In the light of the present state of the industry, PricewaterhouseCoopers (PwC), in its report, has highlighted a few aspects which asset management companies needed to focus on to ensure the industry meets its growth objectives.
The report said fund houses should introduce a new range of offerings in the market to attract investments. The new-age investor today looks for returns higher than traditional bank deposits. Fund houses should be encouraged to design products to suit investor requirements of a higher return and with better diversification of risk, said the report.
The report said MFs had to compete with bank deposits and government securities for their share of consumer savings. Thus, in order to make MFs more acceptable to retail investors, the industry should offer comprehensive life cycle financial planning, and not products alone.

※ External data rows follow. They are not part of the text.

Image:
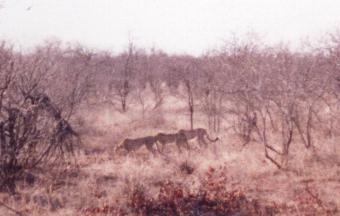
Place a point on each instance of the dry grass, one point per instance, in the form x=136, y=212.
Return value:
x=224, y=178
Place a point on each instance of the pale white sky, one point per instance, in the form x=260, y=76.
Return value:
x=190, y=26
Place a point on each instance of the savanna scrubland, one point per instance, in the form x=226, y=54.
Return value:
x=64, y=110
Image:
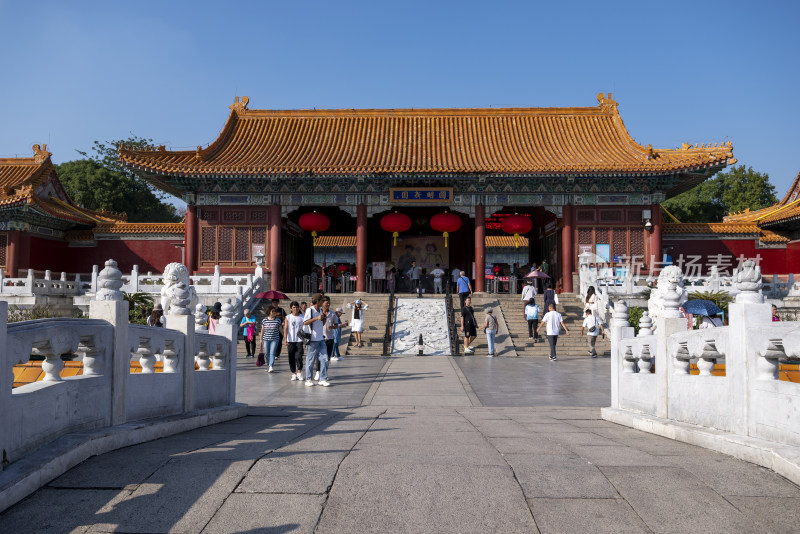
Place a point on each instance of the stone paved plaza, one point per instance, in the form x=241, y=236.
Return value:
x=430, y=444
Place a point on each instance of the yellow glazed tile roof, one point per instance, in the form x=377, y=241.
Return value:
x=494, y=241
x=574, y=140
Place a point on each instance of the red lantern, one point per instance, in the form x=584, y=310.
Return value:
x=314, y=222
x=395, y=223
x=446, y=222
x=516, y=224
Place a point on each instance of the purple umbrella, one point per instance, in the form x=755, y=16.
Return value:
x=536, y=274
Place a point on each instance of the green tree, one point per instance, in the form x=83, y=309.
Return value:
x=728, y=192
x=100, y=182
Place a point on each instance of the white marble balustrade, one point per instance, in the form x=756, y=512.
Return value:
x=747, y=411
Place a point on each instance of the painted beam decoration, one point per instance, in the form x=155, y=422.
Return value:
x=424, y=195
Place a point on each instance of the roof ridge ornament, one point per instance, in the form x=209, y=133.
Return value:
x=40, y=153
x=239, y=106
x=606, y=102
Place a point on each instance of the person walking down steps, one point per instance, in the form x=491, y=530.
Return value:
x=553, y=321
x=490, y=329
x=532, y=316
x=468, y=325
x=357, y=319
x=594, y=328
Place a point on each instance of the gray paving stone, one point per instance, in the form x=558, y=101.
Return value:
x=532, y=444
x=580, y=438
x=580, y=516
x=443, y=453
x=50, y=511
x=777, y=515
x=395, y=498
x=266, y=513
x=669, y=500
x=729, y=476
x=182, y=496
x=617, y=455
x=308, y=472
x=559, y=476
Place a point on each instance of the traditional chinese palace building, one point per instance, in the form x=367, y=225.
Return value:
x=576, y=172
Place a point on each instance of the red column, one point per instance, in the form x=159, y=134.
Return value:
x=655, y=237
x=275, y=263
x=12, y=263
x=480, y=247
x=190, y=241
x=361, y=249
x=567, y=250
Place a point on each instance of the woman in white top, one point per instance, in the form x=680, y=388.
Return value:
x=591, y=301
x=294, y=345
x=357, y=318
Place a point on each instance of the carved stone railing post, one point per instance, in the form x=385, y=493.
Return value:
x=682, y=358
x=628, y=360
x=200, y=319
x=147, y=357
x=135, y=279
x=219, y=357
x=111, y=307
x=92, y=365
x=185, y=325
x=215, y=281
x=170, y=353
x=228, y=357
x=748, y=314
x=619, y=330
x=645, y=359
x=203, y=360
x=6, y=381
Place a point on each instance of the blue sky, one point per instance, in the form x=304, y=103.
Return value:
x=73, y=72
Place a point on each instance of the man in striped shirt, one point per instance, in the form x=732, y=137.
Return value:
x=270, y=335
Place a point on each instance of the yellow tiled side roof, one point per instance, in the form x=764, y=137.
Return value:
x=494, y=241
x=475, y=140
x=139, y=228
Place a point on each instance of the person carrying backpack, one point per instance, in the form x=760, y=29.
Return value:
x=594, y=328
x=532, y=316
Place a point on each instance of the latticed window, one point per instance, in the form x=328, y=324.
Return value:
x=620, y=241
x=242, y=252
x=259, y=236
x=230, y=245
x=637, y=243
x=208, y=236
x=3, y=247
x=225, y=243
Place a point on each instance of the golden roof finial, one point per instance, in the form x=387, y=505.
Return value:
x=40, y=153
x=239, y=106
x=606, y=102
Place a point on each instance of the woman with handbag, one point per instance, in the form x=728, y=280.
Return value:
x=594, y=327
x=357, y=318
x=292, y=328
x=248, y=324
x=270, y=335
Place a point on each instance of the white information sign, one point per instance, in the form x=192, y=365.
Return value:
x=379, y=270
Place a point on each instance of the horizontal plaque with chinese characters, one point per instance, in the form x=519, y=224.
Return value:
x=421, y=195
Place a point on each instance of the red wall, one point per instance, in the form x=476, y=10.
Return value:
x=773, y=260
x=149, y=255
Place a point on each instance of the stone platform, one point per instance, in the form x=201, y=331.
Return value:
x=416, y=444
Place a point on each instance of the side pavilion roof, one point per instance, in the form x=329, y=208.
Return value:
x=590, y=141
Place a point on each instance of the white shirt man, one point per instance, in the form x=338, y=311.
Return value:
x=437, y=279
x=554, y=322
x=528, y=292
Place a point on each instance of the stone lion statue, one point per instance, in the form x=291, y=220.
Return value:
x=669, y=276
x=178, y=297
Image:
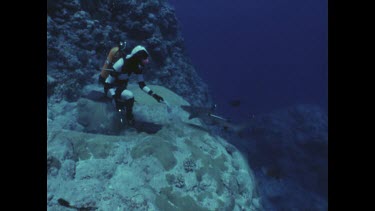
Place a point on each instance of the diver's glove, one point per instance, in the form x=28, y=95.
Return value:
x=157, y=97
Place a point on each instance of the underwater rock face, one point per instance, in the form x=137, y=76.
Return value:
x=178, y=168
x=80, y=34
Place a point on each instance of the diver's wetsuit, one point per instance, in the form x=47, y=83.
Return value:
x=116, y=83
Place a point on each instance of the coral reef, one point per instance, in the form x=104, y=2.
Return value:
x=177, y=168
x=80, y=33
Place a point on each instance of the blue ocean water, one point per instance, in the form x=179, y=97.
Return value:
x=268, y=54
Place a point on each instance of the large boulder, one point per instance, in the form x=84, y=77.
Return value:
x=180, y=167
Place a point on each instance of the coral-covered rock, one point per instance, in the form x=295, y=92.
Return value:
x=80, y=34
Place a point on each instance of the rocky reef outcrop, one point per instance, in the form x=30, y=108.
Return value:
x=93, y=163
x=80, y=34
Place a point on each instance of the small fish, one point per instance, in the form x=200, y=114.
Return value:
x=206, y=114
x=65, y=203
x=235, y=103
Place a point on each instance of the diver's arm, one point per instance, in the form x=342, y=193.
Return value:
x=115, y=70
x=146, y=89
x=142, y=85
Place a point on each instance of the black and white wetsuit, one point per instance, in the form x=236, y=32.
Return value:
x=117, y=81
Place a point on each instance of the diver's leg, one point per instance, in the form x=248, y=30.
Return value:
x=128, y=99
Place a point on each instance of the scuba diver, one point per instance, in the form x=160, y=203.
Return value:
x=114, y=54
x=116, y=82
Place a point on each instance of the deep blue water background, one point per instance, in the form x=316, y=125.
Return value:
x=267, y=53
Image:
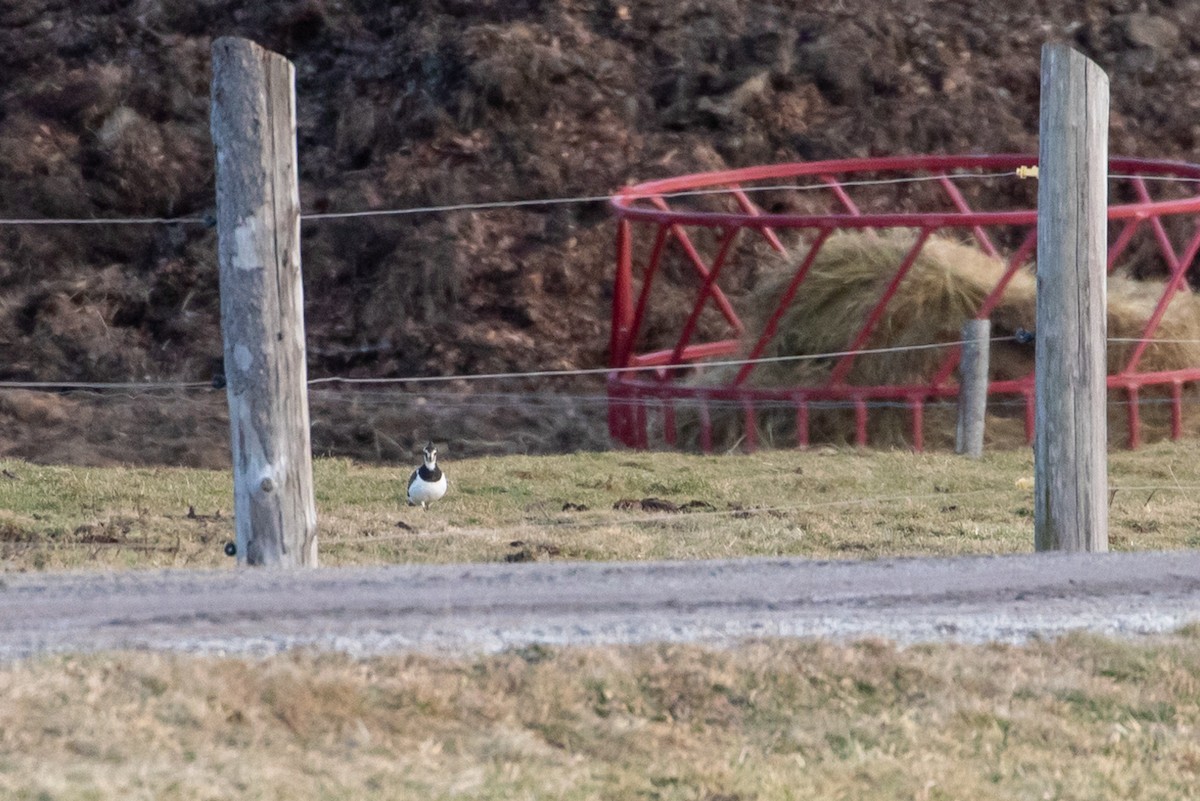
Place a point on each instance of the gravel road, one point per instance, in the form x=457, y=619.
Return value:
x=480, y=608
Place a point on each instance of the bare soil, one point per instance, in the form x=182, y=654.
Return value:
x=103, y=113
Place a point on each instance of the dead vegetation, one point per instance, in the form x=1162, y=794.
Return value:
x=106, y=114
x=946, y=285
x=1075, y=718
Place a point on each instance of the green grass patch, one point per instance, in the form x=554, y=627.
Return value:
x=768, y=721
x=594, y=506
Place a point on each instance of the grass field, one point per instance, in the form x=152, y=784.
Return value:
x=1079, y=717
x=823, y=503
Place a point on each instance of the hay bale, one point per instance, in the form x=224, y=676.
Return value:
x=946, y=285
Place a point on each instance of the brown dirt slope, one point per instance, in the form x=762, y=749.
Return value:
x=103, y=112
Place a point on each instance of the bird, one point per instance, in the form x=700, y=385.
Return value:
x=427, y=482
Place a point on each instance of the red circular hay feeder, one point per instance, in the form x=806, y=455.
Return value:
x=697, y=228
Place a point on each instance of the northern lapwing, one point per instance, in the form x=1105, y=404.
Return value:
x=427, y=482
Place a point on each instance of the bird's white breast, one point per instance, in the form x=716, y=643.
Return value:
x=423, y=492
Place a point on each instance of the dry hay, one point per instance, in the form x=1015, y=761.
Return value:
x=947, y=285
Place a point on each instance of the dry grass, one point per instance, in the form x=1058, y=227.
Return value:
x=1075, y=718
x=946, y=285
x=822, y=503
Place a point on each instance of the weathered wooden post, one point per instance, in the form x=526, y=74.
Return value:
x=1071, y=440
x=973, y=387
x=262, y=303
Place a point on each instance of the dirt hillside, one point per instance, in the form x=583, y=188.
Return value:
x=103, y=113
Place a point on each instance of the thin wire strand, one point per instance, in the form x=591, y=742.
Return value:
x=504, y=204
x=563, y=200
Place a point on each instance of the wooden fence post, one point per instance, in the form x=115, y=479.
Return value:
x=973, y=387
x=262, y=303
x=1071, y=439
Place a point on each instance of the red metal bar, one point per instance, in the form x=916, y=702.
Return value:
x=706, y=290
x=960, y=203
x=652, y=267
x=839, y=192
x=619, y=345
x=749, y=206
x=1015, y=263
x=785, y=300
x=1122, y=242
x=697, y=263
x=691, y=353
x=1179, y=273
x=646, y=203
x=843, y=367
x=1164, y=241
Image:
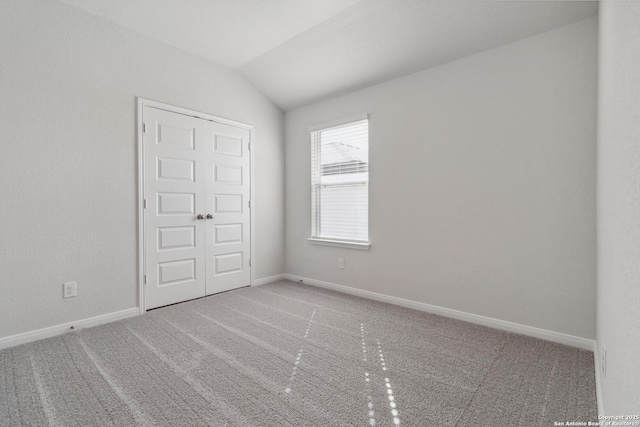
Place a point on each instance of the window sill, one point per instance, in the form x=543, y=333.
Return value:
x=364, y=246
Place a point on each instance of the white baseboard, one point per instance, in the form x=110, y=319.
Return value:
x=52, y=331
x=269, y=279
x=558, y=337
x=598, y=366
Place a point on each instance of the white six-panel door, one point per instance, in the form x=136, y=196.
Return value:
x=227, y=199
x=196, y=215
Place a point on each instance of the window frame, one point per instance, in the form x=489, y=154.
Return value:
x=315, y=238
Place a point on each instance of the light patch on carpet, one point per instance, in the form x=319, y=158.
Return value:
x=139, y=416
x=47, y=406
x=299, y=356
x=367, y=380
x=392, y=400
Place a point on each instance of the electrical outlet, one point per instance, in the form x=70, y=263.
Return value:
x=69, y=289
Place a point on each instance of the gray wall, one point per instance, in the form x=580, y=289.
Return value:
x=68, y=163
x=482, y=186
x=618, y=299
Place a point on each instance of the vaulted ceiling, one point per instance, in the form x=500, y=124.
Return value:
x=300, y=51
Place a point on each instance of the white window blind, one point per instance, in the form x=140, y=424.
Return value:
x=340, y=181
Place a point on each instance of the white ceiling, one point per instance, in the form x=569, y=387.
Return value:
x=299, y=51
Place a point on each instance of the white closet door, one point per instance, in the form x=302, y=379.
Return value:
x=174, y=182
x=228, y=201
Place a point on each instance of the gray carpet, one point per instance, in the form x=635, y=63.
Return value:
x=285, y=354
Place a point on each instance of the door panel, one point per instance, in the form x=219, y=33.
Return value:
x=227, y=198
x=174, y=238
x=194, y=167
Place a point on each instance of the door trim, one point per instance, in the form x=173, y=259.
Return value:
x=142, y=102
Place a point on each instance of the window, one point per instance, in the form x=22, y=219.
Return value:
x=340, y=183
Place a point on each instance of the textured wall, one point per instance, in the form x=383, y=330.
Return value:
x=68, y=164
x=482, y=177
x=618, y=298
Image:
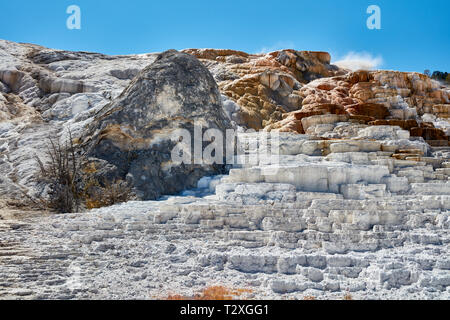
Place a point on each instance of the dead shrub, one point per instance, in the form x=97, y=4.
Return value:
x=61, y=172
x=72, y=183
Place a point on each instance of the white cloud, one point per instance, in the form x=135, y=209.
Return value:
x=359, y=60
x=277, y=46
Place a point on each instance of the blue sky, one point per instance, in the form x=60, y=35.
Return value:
x=414, y=34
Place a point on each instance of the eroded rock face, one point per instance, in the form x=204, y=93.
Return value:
x=133, y=133
x=411, y=101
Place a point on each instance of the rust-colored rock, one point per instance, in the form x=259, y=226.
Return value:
x=404, y=124
x=375, y=110
x=265, y=86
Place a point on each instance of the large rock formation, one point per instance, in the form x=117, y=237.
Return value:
x=133, y=133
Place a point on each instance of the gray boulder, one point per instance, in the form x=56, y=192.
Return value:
x=133, y=133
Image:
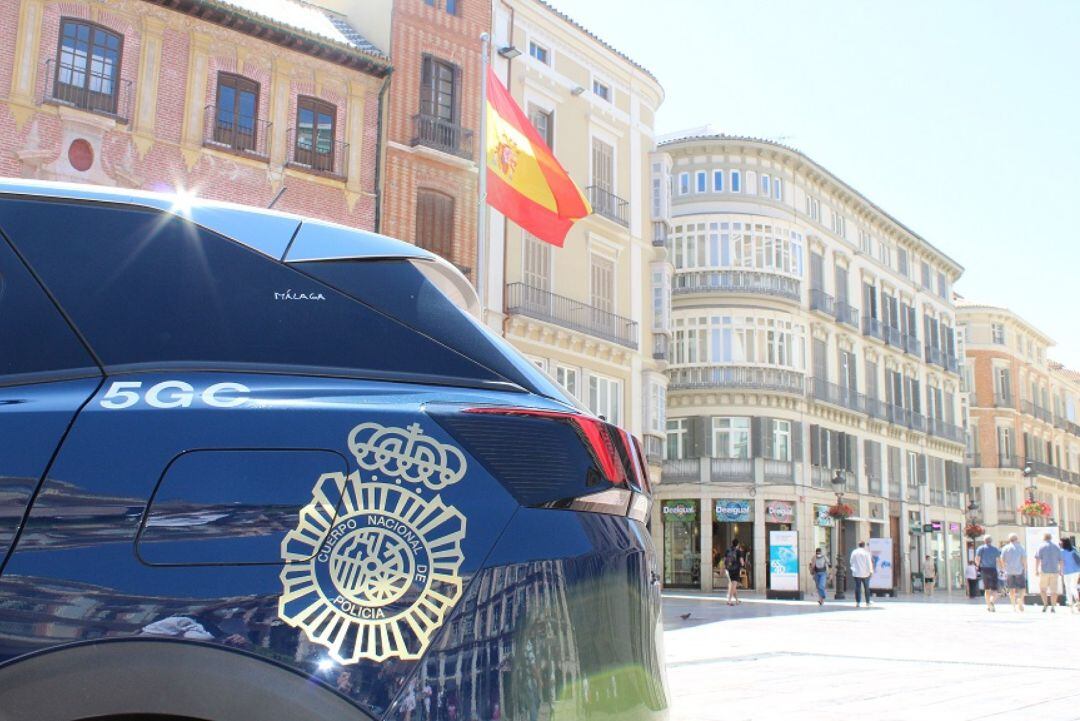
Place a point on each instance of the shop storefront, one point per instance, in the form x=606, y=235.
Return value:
x=682, y=543
x=732, y=520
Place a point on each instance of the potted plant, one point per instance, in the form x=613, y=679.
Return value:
x=1034, y=508
x=840, y=511
x=973, y=530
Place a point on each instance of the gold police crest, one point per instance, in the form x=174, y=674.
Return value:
x=372, y=569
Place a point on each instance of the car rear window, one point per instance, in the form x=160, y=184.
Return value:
x=36, y=342
x=399, y=287
x=150, y=289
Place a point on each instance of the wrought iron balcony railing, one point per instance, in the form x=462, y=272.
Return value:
x=779, y=472
x=941, y=429
x=104, y=95
x=837, y=395
x=756, y=283
x=432, y=132
x=743, y=378
x=524, y=299
x=311, y=152
x=730, y=470
x=608, y=204
x=680, y=471
x=223, y=128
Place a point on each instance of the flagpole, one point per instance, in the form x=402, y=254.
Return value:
x=482, y=181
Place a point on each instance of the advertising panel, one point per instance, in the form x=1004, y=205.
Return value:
x=1033, y=539
x=685, y=512
x=881, y=549
x=784, y=560
x=779, y=512
x=729, y=511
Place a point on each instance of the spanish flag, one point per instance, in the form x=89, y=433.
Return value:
x=525, y=182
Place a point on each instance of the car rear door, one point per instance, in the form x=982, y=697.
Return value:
x=45, y=376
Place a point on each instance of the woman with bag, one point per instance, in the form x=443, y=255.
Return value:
x=819, y=569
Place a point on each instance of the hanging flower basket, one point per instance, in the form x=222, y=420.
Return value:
x=1035, y=509
x=974, y=530
x=840, y=511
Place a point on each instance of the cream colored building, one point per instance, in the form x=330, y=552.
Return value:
x=582, y=312
x=812, y=335
x=1024, y=413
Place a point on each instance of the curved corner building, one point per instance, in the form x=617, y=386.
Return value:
x=812, y=352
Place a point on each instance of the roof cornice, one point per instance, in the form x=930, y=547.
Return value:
x=280, y=33
x=804, y=163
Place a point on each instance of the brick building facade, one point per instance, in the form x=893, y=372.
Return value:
x=208, y=97
x=433, y=126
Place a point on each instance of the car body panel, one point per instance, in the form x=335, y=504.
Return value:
x=294, y=540
x=32, y=421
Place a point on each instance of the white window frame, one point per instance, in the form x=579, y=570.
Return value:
x=781, y=439
x=543, y=49
x=732, y=426
x=612, y=411
x=607, y=96
x=675, y=429
x=564, y=373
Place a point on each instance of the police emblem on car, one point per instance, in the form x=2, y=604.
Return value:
x=373, y=568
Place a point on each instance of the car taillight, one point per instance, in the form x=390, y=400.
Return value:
x=605, y=441
x=554, y=459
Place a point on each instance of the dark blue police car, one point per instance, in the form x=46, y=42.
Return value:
x=258, y=466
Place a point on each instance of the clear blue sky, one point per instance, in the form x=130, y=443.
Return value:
x=959, y=118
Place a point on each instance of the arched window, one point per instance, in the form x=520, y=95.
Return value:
x=88, y=66
x=237, y=111
x=434, y=221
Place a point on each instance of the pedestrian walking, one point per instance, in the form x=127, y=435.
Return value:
x=1070, y=573
x=971, y=574
x=929, y=573
x=1014, y=562
x=987, y=556
x=819, y=569
x=732, y=563
x=1048, y=566
x=862, y=569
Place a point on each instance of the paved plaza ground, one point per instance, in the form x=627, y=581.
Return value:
x=902, y=658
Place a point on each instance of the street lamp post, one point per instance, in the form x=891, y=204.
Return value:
x=838, y=486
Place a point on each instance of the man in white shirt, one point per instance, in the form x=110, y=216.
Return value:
x=862, y=569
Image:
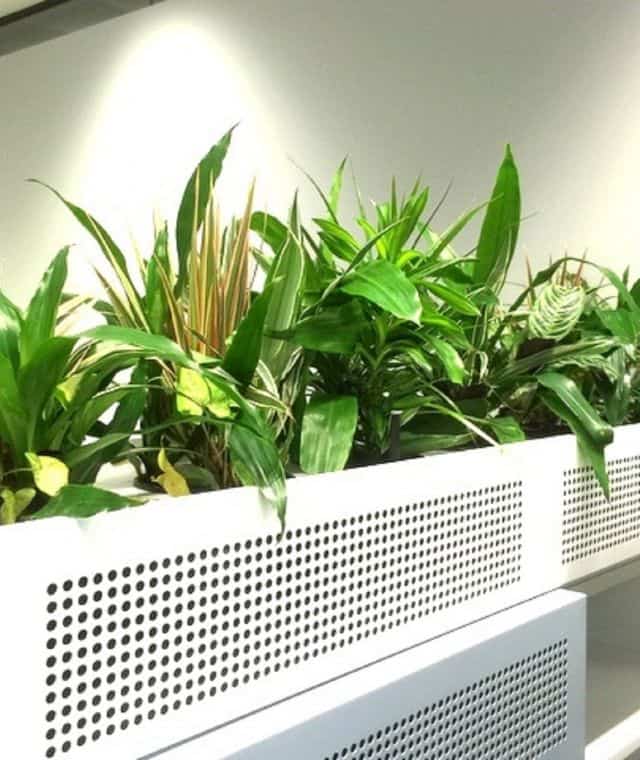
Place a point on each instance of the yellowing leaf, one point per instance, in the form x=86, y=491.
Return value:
x=195, y=393
x=219, y=404
x=50, y=474
x=171, y=480
x=192, y=390
x=66, y=390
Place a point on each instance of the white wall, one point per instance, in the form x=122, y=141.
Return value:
x=117, y=115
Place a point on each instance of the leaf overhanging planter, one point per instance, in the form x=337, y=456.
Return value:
x=151, y=625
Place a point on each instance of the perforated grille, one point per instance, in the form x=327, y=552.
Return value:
x=590, y=523
x=131, y=644
x=518, y=712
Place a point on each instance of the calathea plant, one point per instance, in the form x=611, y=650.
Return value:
x=207, y=400
x=521, y=362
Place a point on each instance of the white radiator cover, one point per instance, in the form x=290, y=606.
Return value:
x=128, y=632
x=508, y=687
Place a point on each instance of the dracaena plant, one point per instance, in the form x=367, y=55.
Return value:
x=378, y=320
x=205, y=411
x=51, y=398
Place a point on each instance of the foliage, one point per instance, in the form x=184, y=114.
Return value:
x=52, y=395
x=203, y=409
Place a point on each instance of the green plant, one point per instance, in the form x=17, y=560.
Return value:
x=51, y=399
x=377, y=320
x=203, y=410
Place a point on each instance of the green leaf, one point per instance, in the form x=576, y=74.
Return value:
x=620, y=323
x=450, y=358
x=243, y=354
x=499, y=233
x=334, y=330
x=386, y=286
x=195, y=199
x=10, y=327
x=155, y=299
x=556, y=311
x=107, y=245
x=592, y=451
x=328, y=428
x=12, y=412
x=452, y=297
x=40, y=318
x=37, y=383
x=286, y=279
x=256, y=462
x=84, y=501
x=270, y=229
x=506, y=429
x=571, y=396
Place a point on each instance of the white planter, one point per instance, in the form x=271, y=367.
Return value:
x=510, y=686
x=128, y=632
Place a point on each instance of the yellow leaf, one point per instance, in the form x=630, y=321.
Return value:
x=14, y=504
x=50, y=474
x=220, y=405
x=171, y=480
x=192, y=390
x=66, y=391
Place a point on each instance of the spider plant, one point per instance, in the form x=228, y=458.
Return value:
x=203, y=412
x=49, y=405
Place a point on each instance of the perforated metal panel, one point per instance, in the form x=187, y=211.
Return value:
x=511, y=687
x=590, y=523
x=133, y=644
x=517, y=712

PwC suggested that exchange traded funds (ETFs) should be given a boost and brought into increased focus. Gold ETFs serve as a good investment option in times of market volatility. These products prove to be a viable solution for risk-averse investors, without diluting the urge to have the physical assets.
It maintained that budget for investment in technology should be increased to enable fund houses streamline their distribution networks. In order to spread financial literacy among investors, campaigns and education drives should be regularly undertaken.
For cost rationalisation, the report said, Outsourcing could be looked upon as a possible measure to reduce costs, provided the risks emanating from this are better managed.